We will use [PyArrow](https://arrow.apache.org/docs/python/) library to store the Abalone dataset in the Parquet format. 

In [None]:
!pip install -Uq pyarrow

In [None]:
%%time

import numpy as np
import pandas as pd
from sklearn.datasets import load_svmlight_file

# Download the dataset and load into a pandas dataframe
FILE_NAME = "abalone.csv"
s3 = boto3.client("s3")
s3.download_file(f"sagemaker-sample-files", "datasets/tabular/uci_abalone/abalone.csv", FILE_NAME)
feature_names = [
    "Sex",
    "Length",
    "Diameter",
    "Height",
    "Whole weight",
    "Shucked weight",
    "Viscera weight",
    "Shell weight",
    "Rings",
]
data = pd.read_csv(FILE_NAME, header=None, names=feature_names)

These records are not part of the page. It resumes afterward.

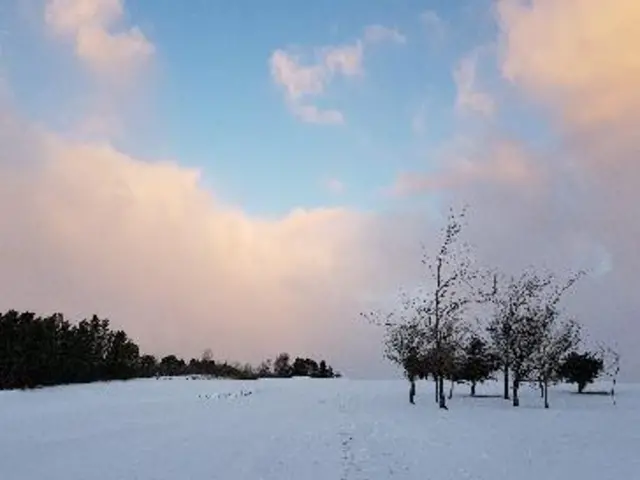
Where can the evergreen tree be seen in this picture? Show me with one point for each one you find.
(581, 369)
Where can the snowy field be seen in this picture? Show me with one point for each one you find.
(306, 429)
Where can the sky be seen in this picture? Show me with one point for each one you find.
(221, 175)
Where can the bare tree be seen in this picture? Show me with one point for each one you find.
(453, 277)
(558, 339)
(404, 347)
(611, 360)
(525, 309)
(434, 314)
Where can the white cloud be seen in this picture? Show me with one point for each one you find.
(469, 97)
(380, 33)
(302, 80)
(335, 186)
(112, 54)
(434, 25)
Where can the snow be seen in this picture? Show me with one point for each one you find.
(308, 429)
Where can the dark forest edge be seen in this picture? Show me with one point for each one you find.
(38, 351)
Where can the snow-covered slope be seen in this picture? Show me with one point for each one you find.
(308, 429)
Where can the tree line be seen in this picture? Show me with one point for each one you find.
(468, 324)
(49, 350)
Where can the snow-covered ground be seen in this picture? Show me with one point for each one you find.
(308, 429)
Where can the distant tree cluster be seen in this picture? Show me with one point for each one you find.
(301, 367)
(43, 351)
(525, 334)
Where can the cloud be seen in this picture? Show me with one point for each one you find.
(335, 186)
(575, 56)
(88, 229)
(92, 25)
(303, 80)
(566, 199)
(504, 164)
(434, 25)
(419, 120)
(379, 33)
(469, 98)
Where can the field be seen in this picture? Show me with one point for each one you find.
(306, 429)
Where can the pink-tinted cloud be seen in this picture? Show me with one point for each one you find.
(87, 228)
(92, 25)
(577, 57)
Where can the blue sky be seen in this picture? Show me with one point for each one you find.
(216, 106)
(395, 108)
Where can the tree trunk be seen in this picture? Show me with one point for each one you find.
(541, 386)
(546, 394)
(412, 392)
(443, 400)
(506, 382)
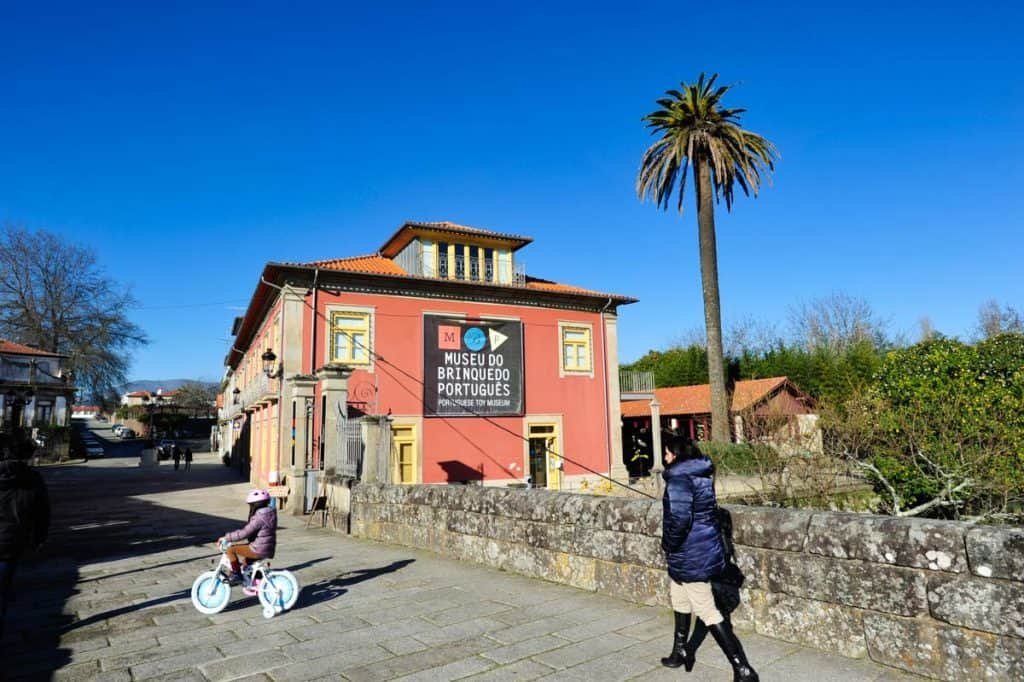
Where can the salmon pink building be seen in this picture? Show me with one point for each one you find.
(434, 360)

# SageMaker XGBoost has the convention of label in the first column
data = data[feature_names[-1:] + feature_names[:-1]]
data["Sex"] = data["Sex"].astype("category").cat.codes

# Split the downloaded data into train/test dataframes
train, test = np.split(data.sample(frac=1), [int(0.8 * len(data))])

# requires PyArrow installed
train.to_parquet("abalone_train.parquet")
test.to_parquet("abalone_test.parquet")

In [None]:
%%time
sagemaker.Session().upload_data(
    "abalone_train.parquet", bucket=bucket, key_prefix=prefix + "/" + "train"
)

sagemaker.Session().upload_data(
    "abalone_test.parquet", bucket=bucket, key_prefix=prefix + "/" + "test"
)

We obtain the new container by specifying the framework version (0.90-1). This version specifies the upstream XGBoost framework version (0.90) and an additional SageMaker version (1). If you have an existing XGBoost workflow based on the previous (0.72) container, this would be the only change necessary to get the same workflow working with the new container.

In [None]:
from sagemaker.amazon.amazon_estimator import get_image_uri

container = get_image_uri(region, "xgboost", "0.90-1")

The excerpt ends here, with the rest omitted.